Langtry was originally commissioned, on 21 January 1888 (at age 19) as a Second Lieutenant in the infantry of the 3rd Battalion, The Queen's (Royal West Surrey Regiment). On 26 October 1889, Langtry was promoted to Lieutenant.

Langtry was then commissioned, on 4 February 1891, into a Line Battalion, as a Second Lieutenant again. He first arrived in India 7 December 1891.

On 21 May 1892, he was appointed to the Indian Staff Corps, and promoted to Lieutenant again.

He was first appointed as an assistant commandant, Burma Military Police, May 1895 to May 1900.

On 10 July 1901, Langtry was promoted to Captain.

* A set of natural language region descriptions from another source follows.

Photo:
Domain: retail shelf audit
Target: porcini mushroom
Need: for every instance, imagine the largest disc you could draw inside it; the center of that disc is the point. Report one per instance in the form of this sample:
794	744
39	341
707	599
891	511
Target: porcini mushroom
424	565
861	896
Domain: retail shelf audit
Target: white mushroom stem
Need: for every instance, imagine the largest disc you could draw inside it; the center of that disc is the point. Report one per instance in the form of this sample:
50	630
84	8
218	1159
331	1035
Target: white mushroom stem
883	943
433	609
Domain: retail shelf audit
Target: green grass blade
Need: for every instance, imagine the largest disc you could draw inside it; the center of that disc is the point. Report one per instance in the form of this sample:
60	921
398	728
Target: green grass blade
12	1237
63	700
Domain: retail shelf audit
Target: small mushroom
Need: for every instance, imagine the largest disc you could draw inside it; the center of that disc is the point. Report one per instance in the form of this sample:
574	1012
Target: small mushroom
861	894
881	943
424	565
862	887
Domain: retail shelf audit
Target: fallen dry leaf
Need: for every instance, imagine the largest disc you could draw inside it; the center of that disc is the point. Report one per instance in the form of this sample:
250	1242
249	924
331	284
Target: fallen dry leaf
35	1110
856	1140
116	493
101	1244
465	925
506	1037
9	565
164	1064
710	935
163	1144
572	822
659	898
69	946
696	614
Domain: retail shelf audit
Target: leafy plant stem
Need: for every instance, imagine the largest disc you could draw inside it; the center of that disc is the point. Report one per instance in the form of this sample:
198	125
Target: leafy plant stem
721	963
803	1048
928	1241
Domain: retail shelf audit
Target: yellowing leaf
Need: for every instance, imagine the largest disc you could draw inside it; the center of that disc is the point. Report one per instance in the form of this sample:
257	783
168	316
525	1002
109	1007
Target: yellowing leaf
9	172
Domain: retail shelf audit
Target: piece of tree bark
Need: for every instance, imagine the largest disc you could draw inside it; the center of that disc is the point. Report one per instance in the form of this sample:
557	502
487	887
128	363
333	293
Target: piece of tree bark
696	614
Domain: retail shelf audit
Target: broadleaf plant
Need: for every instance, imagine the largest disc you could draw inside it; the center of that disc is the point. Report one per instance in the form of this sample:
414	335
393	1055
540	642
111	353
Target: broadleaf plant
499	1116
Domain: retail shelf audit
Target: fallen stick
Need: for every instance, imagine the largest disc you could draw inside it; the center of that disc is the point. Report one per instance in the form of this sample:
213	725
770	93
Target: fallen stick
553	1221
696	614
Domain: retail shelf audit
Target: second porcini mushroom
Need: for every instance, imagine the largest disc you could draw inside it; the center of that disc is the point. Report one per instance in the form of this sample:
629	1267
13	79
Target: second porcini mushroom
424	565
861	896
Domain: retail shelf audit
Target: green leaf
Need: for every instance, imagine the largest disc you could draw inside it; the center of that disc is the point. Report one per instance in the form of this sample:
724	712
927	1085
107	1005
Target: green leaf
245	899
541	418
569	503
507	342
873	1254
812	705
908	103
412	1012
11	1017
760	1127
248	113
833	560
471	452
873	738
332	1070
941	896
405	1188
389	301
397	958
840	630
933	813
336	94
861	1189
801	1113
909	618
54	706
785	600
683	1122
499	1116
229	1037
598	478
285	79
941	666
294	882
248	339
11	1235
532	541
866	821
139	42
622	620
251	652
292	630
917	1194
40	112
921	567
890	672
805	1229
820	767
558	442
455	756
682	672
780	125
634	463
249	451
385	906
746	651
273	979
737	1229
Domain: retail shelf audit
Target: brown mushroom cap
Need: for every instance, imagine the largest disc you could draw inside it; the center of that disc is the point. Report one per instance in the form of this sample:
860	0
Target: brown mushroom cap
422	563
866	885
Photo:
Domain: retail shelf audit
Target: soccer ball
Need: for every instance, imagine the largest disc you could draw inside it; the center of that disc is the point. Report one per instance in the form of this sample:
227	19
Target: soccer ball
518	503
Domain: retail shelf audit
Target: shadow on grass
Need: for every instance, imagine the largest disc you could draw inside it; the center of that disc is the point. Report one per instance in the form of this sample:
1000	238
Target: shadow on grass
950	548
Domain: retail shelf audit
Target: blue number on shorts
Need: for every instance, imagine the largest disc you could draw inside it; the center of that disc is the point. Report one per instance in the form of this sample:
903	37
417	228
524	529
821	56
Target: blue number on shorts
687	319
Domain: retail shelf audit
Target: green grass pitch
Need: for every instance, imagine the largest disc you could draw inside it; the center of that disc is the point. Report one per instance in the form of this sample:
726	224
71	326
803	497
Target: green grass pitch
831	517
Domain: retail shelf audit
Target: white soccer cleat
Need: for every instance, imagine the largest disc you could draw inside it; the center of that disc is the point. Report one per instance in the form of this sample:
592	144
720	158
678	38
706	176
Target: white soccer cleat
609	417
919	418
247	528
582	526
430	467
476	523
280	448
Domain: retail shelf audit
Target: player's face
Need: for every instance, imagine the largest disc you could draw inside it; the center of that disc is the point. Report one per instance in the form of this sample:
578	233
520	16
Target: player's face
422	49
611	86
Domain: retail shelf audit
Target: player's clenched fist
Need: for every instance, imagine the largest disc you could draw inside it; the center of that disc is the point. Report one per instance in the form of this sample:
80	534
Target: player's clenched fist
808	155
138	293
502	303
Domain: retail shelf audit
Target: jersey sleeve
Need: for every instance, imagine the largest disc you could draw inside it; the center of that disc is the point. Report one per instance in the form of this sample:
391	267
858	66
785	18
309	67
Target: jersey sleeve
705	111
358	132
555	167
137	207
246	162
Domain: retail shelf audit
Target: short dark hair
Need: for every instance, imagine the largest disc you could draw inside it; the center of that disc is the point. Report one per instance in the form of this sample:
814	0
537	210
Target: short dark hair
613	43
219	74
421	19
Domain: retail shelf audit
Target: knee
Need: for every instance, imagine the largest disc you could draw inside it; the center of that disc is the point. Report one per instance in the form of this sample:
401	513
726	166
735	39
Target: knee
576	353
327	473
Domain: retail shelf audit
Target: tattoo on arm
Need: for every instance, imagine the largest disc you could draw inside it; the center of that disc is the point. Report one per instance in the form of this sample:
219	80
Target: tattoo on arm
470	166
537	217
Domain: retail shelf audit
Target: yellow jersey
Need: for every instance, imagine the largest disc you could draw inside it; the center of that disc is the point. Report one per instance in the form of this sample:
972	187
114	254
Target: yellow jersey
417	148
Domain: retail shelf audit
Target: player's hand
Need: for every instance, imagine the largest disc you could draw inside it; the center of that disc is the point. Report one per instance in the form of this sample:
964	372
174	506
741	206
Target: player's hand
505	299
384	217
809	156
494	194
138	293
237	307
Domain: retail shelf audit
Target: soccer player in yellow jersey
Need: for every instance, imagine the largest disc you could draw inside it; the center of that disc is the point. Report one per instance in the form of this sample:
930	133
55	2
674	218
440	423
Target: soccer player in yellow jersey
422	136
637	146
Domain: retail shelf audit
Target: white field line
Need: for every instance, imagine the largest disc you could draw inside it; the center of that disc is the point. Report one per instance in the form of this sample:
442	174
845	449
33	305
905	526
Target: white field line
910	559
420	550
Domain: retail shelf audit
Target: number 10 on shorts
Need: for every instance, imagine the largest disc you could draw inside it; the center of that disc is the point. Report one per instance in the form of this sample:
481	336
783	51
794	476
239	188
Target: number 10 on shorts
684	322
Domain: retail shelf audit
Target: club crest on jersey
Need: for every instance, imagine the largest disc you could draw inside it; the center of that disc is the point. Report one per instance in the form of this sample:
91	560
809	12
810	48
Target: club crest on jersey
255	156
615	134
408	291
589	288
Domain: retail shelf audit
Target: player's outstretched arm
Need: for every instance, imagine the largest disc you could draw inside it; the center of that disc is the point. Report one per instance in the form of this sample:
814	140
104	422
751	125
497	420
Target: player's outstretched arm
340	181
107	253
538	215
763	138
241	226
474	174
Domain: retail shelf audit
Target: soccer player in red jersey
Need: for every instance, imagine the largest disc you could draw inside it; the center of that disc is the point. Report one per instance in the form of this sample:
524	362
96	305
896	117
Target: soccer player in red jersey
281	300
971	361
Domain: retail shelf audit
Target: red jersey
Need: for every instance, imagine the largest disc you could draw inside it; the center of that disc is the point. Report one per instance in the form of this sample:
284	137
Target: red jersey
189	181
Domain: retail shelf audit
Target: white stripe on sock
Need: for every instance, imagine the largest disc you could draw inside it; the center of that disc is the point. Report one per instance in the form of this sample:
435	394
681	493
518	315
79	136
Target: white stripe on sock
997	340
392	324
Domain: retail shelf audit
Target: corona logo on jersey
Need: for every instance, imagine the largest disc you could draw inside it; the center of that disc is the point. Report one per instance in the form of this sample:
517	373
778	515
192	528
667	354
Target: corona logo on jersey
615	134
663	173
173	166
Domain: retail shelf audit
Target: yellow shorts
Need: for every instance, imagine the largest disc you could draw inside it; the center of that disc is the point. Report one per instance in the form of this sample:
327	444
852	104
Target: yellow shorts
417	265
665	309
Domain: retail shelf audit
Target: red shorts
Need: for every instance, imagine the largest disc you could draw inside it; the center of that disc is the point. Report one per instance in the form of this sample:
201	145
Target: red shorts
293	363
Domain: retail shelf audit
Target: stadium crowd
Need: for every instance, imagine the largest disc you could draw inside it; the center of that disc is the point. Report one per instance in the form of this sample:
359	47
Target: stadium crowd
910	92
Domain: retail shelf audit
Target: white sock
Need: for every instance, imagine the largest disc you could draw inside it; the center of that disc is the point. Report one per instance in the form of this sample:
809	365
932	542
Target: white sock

On 30 July 1901 he was appointed to a civil position in Burma as an Assistant Commissioner, Burma Commission.

Langtry was promoted to Major on 4 February 1909.

Appointed to the Supernumerary List 30 July 1911, after ten years in civil employment.

In January 1917 he was appointed Deputy Commissioner 2nd grade

He was promoted to lieutenant colonel on 4 February 1917.

He was appointed Adjutant of the Burma Military Police in March 1918.

On 12 May 1925, after a long career, Langtry retired to Hampshire, where he remained until his death in Southampton in 1935. His father was Col. Henry Langtry and mother Sofia Hailes, daughter of Captain Hailes of the 10th Bengal Cavalry.